Já vi muitas leituras do fenomenal golo de Cristiano Ronaldo em Turim. Das mais poéticas às mais inflamadas – e o Alexandre Albuquerque, que narrava o jogo comigo na RTP conseguiu juntar essas duas vertentes naquele momento. A minha, mais ainda passadas quase 24 horas, é de pasmo, mas de pasmo científico. O que me interessa ali é a física da coisa. Tanto se me dá que me digam que como não gritei mais do que o Alexandre no direto da RTP1 deve ser porque não gosto de futebol – e já houve quem o fizesse. Gosto. E gosto ainda mais de o compreender, sobretudo quando vejo um Cristiano Ronaldo a desafiar os limites.

Aquele golo não é coisa de futebol. É coisa da NBA. Remete-me para a adolescência, para os spots promocionais com voos de Michael Jordan e a banda sonora de MC Hammer: “You can’t touch this!” Porque é isso que impressiona ali. Mattia De Sciglio mede mais de 1,80m e estava a saltar, mas o pé de Ronaldo subiu bem mais alto do que a cabeça do lateral italiano, acima dos 2,30, talvez até aos 2,50m. Ponha-se aí no meio da sua sala de estar e imagine alguém a tocar no teto com o pé, a coordenar o tempo de salto com o tempo de chegada de uma bola qualquer imaginária e ainda a ter a força para lhe acertar em cheio e a precisão de a enviar na direção de uma baliza.

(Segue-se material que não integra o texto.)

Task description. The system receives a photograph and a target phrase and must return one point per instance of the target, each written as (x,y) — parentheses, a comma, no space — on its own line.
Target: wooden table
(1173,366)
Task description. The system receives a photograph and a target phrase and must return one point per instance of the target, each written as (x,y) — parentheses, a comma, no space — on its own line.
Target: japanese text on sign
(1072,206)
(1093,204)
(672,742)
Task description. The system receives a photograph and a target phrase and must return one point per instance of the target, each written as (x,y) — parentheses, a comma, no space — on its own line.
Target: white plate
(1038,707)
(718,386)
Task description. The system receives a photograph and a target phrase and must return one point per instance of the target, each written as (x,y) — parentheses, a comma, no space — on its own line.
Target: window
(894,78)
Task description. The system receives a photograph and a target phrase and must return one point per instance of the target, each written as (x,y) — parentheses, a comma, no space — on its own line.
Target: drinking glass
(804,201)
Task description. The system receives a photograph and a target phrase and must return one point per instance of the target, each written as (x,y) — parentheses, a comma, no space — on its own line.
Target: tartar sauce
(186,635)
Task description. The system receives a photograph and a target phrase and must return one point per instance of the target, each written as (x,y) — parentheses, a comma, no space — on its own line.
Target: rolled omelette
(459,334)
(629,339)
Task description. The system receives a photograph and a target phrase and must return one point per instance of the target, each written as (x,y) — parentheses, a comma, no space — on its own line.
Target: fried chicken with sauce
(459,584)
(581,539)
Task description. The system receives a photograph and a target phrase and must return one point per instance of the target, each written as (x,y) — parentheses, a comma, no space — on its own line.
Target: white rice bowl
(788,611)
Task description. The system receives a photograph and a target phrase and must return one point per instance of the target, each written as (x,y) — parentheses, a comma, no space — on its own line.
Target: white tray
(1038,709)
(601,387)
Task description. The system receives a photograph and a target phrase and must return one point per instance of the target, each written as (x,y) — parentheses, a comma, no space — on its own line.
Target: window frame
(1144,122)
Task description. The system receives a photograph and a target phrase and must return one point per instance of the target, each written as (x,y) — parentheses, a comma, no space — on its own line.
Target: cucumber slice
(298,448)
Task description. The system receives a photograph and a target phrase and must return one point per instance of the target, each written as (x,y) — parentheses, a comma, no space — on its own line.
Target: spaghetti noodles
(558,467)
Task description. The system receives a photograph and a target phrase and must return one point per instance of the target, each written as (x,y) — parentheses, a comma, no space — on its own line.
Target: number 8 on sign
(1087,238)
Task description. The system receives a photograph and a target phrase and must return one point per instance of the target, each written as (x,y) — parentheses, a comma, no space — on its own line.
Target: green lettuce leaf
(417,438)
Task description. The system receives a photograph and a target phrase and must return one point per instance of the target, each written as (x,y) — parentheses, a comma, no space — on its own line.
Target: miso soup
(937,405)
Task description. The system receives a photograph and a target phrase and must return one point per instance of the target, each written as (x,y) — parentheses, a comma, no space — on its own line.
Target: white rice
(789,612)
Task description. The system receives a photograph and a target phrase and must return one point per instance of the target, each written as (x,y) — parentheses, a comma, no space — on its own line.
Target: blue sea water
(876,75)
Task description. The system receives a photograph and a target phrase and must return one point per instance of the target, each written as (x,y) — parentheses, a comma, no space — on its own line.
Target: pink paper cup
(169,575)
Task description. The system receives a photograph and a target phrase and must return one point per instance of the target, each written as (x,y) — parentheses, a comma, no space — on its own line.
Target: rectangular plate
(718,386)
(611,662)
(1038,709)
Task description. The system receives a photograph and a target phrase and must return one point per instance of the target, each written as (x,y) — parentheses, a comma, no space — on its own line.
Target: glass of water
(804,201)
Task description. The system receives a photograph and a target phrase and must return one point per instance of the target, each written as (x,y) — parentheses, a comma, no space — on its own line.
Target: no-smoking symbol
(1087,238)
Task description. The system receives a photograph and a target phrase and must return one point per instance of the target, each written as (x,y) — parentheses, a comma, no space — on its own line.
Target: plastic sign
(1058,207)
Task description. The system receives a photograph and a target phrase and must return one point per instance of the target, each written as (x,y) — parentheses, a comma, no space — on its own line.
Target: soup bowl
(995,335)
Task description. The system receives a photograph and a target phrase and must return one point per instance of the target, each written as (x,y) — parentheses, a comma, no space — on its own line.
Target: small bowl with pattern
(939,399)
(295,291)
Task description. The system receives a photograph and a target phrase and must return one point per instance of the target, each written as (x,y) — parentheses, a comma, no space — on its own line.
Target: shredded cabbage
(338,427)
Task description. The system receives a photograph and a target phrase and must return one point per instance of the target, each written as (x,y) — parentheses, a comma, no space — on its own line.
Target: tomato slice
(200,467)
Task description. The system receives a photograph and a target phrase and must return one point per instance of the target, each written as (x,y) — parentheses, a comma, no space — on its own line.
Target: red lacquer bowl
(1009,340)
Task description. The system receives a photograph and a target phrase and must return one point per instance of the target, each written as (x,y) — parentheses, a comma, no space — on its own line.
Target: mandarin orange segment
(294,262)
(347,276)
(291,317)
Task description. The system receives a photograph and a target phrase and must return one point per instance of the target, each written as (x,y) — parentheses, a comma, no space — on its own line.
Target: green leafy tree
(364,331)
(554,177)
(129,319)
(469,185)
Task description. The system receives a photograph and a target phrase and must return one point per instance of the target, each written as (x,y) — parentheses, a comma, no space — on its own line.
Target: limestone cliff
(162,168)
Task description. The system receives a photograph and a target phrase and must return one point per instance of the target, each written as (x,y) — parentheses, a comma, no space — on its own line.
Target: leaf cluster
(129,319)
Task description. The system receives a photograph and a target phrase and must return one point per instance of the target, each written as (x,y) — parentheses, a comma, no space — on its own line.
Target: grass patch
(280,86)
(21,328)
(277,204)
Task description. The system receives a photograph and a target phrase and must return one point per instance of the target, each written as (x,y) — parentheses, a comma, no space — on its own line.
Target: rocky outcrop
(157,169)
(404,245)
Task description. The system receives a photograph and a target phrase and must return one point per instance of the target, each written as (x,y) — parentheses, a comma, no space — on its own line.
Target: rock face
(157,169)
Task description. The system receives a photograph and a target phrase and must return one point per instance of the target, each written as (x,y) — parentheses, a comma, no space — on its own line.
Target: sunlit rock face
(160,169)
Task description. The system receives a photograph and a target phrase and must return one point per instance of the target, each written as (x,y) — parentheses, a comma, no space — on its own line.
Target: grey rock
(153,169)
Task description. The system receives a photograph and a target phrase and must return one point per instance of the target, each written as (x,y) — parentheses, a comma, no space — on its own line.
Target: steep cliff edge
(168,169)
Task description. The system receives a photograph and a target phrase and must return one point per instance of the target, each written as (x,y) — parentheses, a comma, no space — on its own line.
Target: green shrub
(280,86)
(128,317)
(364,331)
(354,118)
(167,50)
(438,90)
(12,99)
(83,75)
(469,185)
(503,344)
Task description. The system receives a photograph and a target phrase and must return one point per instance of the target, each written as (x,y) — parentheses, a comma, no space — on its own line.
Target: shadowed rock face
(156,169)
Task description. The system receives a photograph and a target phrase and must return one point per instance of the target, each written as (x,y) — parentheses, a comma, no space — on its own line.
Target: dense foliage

O que impressiona no golo de Ronaldo, aceitemo-lo, não é a parte futebolística. É a parte atlética. Como naquele golo de cabeça a Gales, na meia-final do último Europeu, em que Ronaldo saltou nas costas de James Chester, foi lá acima espreitar à janela do segundo andar e ficou lá, a planar, no ar. Nessa noite ficou ultrapassada a frase de Dadá Maravilha, o avançado brasileiro que dizia que só havia três coisas capazes de parar no ar: “O helicóptero, o beija-flor e o Dadá Maravilha”. Afinal, descobriu-se uma quarta: Cristiano Ronaldo. Que, agora já se sabe, também é capaz de jogar futebol no teto, como um qualquer Homem Aranha, que desafia a lei da gravidade.

Há dois debates que vale a pena ter a este respeito e nenhum deles passa por saber se Ronaldo é o melhor do Mundo ou se, em contrapartida, esse título pertence a Messi. Um é o de perceber até que ponto o condicionamento e o trabalho físico podem levar o corpo humano a aperfeiçoar-se do ponto de vista atlético. Porque basta ver, por exemplo, o golo de bicicleta marcado por Ronaldo – e depois anulado pelo árbitro – ao Azerbaijão, em 2006, no Bessa, para se perceber que há muito mais capacidade atlética neste jogador de 33 anos do que havia naquele, de apenas 21. Qual é o limite para este aperfeiçoamento? Não para nos 30? Será Ronaldo capaz de inverter todas as teorias da decadência física com a idade.

O outro tem a ver com a forma como Zidane tem sabido preservar Ronaldo para os momentos que verdadeiramente importam. O facto de o português ter marcado em todos os jogos da Liga dos Campeões esta época e de ter sido decisivo nos confrontos de alto perfil com o Paris Saint-Germain ou a Juventus não inibe o treinador de o poupar em jogos mais irrelevantes da Liga espanhola, como aconteceu na última jornada, frente ao UD Las Palmas. É isso fundamental na forma como Ronaldo se apresenta nos momentos certos? E será o suficiente para que chegue a top ao Mundial da Rússia? Os portugueses esperam que sim e que por lá ele invente outra forma de desafiar as leis universais aplicadas aos humanos.